Als Frau in Frankreich geboren, lebt Jayrôme C. Robinet heute als Mann «mit Migrationshintergund» in Berlin. Mit Humor und Sensibilität beschreibt er seinen Wechsel von Kultur und Geschlecht.
Valeria Heintges
Einst Céline aus Valenciennes, heute Jayrôme C. Robinet in Berlin. (Bild: Ali Ghandtschi)

Einst Céline aus Valenciennes, heute Jayrôme C. Robinet in Berlin. (Bild: Ali Ghandtschi)

Das erste Mal als Mann im Fitnessstudio, das erste Mal in der Männerumkleide.
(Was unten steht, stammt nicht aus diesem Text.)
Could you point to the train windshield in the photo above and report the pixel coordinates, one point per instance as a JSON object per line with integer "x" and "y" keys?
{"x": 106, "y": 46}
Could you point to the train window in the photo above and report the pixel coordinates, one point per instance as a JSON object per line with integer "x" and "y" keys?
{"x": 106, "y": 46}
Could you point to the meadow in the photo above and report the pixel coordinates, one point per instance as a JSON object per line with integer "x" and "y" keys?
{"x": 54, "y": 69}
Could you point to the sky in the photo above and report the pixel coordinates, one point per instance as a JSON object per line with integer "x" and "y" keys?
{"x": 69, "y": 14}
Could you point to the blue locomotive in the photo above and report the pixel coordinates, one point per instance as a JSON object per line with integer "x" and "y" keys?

Der erste Bartwuchs, das erste Treffen mit einer Frau, das erste Mal bei den Eltern, die keine Tochter mehr haben, sondern einen Sohn. Céline Robinet wird 1977 in Valenciennes in Nordfrankreich geboren. Heute lebt er in Berlin und heisst Jayrôme C. Robinet, das «C.» noch als kleine Erinnerung an sein Leben als Frau. In seinem Buch beschreibt er sein Passing, den Übergang von seinem Leben als Frau zu dem als Mann.

Wie lange und wie intensiv darf er Frauen beobachten?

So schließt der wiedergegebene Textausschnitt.